According to the announcement, during the restoration of the castle, the painting of Evangelist Luke was found in the St Emeric Church, while the figure of the Austrian soldier was discovered in the Tejfalusy House, which previously functioned as a canonry.
In the St Emeric Church, the discovered painting portrays a man working on a painting in front of him, holding a brush in his hand. During the preparation of the monument restoration works, the outline of the figure scratched into the moist, soft plaster layer becomes clearly visible, although only the head of the emerging figure can be seen through the opened research window. ‘Historical tradition holds that the Evangelist Luke was a painter, he painted the first portraits of the Virgin Mary, and the painting of Mary in the Roman Santa Maria Maggiore Basilica is also attributed to him. Based on all this, it seems very likely that the fresco unearthed in the St Emeric Church depicts Luke,’ the press statement quoted Veronika Nagy, curator of the Work in Progress programme.
The fresco is the work of the younger Franz Xaver Bucher, a painter of South German origin who was born in Hungary. Although the murals in the St Eemeric Church were completed by 1840, Bucher’s works reflect much more the characteristics of an earlier period, the baroque style, which was highly influential in church painting. However, the colours and some details of the fresco also evoke the more refined world of classicism. In 1901, a new layer of paint was applied over Bucher’s work, attributed to Antal Szirmai, and restoration work is currently underway by restorers. The upper layer covering the Evangelist Luke has been removed, and this detail will be transferred to the museum. The other artwork is the creation of the elder Franz Xaver Bucher, also of South German origin, who later settled in Transdanubia and played a significant role in Hungarian church painting. During the restoration works, the figure of a soldier guarding the nightly peace of the canon in the mysterious, dark staircase of the Tejfalusy House emerged.

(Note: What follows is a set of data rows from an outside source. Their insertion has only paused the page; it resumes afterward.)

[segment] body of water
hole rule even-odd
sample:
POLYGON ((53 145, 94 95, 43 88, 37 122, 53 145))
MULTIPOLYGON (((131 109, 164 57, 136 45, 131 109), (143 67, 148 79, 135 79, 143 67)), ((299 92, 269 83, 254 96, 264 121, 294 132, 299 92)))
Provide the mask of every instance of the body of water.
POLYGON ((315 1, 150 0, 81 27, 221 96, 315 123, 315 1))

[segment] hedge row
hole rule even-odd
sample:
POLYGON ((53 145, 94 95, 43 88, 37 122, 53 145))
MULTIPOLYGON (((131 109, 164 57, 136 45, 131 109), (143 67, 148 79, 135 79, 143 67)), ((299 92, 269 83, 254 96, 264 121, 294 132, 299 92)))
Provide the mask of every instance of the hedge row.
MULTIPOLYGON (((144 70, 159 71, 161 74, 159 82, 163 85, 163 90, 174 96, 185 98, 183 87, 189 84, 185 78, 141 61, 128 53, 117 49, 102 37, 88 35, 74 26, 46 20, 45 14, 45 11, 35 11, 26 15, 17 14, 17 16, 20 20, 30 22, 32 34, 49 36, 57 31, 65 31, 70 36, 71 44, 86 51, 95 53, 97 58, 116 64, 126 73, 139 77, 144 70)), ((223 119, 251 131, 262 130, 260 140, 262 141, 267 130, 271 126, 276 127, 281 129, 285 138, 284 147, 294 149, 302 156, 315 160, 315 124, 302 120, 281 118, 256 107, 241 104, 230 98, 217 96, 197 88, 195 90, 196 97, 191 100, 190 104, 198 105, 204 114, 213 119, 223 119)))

The Tejfalusy House served as the accommodation for canons belonging to the Veszprém chapter. On the ground floor of the former canonry, there was a kitchen with an open fireplace, a cellar entrance, and chambers for storing wines and crops, as well as accommodation for the staff. The canon lived on the upper floor, where unauthorized persons were forbidden to go. The night peace of the superior could have been guarded by the lifelike Austrian imperial soldier standing in the staircase, the announcement states. According to the announcement, last year, restoration or internal works were carried out in 13 of the 18 buildings involved in the Veszprém Castle Quarter investment.
Similar to last year, there will be an opportunity to visit the ongoing renovation at events of the Work in Progress programme. According to the plans, visitors will be welcome in the Veszprém Castle Quarter every weekend from February between 10am and 6pm, and from March, from Tuesday to Friday between 5pm and 7pm, concludes the announcement.